Competition of Chiroptical Effect Caused by Nanostructure and Chiral Molecules

TL;DR

This paper develops a T-matrix based theory to analyze the circular dichroism in chiral molecule-nanostructure systems, revealing how plasmonic effects and molecule placement influence optical activity for biosensing applications.

Contribution

It introduces a new theoretical framework to distinguish structure- and molecule-induced plasmonic CD effects in nanocomposites, aiding biosensor design.

Findings

Total CD is not additive when molecules are close in nanoparticle clusters.

Plasmonic CD from structure chirality depends on nanostructure geometry and orientation.

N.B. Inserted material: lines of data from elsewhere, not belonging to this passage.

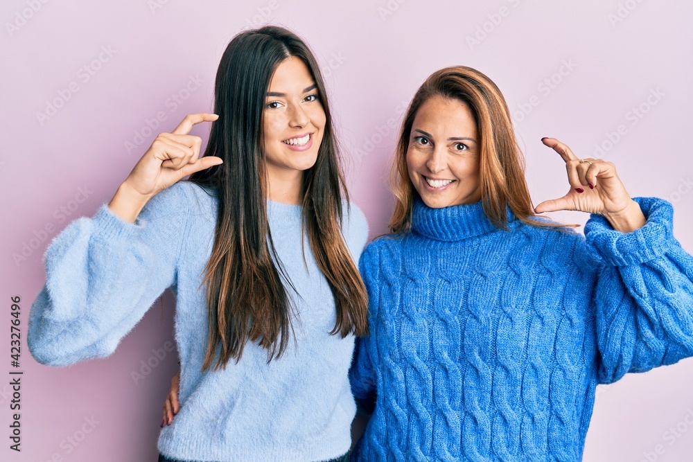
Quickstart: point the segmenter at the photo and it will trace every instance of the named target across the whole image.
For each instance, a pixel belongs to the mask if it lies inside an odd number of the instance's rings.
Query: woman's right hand
[[[171,389],[164,402],[164,418],[161,419],[161,428],[164,424],[170,425],[173,421],[173,416],[178,414],[180,405],[178,403],[178,386],[180,381],[180,371],[171,379]]]
[[[221,158],[200,159],[202,140],[188,135],[195,124],[213,122],[213,114],[188,114],[170,133],[161,133],[121,184],[108,206],[123,220],[134,222],[150,199],[183,177],[223,163]]]
[[[172,132],[159,134],[125,182],[142,195],[151,197],[184,177],[222,163],[213,156],[199,159],[202,140],[188,134],[195,124],[218,118],[213,114],[188,114]]]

Molecule-induced CD can be spectrally distinguished from structure chirality effects.

Abstract

The theory to calculate circular dichroism (CD) of chiral molecules in a finite cluster with arbitrarily disposed objects has been developed by means of T-matrix method. The interactions between chiral molecules and nanostructures have been investigated. Our studies focus on the case of chiral molecules inserted into plasmonic hot spots of nanostructures. Our results show that the total CD of the system with two chiral molecules is not sum for two cases when two chiral molecules inserted respectively into the hot spots of nanoparticle clusters as the distances among nanoparticles are small, although the relationship is established at the case of large interparticle distances. The plasmonic CD arising from structure chirality of nanocomposites depends strongly on the relative positions and orientations of nanospheroids, and are much greater than that from molecule-induced chirality. However, the molecule-induced plasmonic CD effect from the molecule-NP nanocomposites with special chiral structures can be spectrally distinguishable from the structure chirality-based optical activity. Our results provide a new theoretical framework for understanding the two different aspects of plasmonic CD effect in molecule-NP nanocomposites, which would be helpful for the experimental design of novel biosensors to realize ultrasensitive probe of chiral information of molecules by plasmon-based nanotechnology.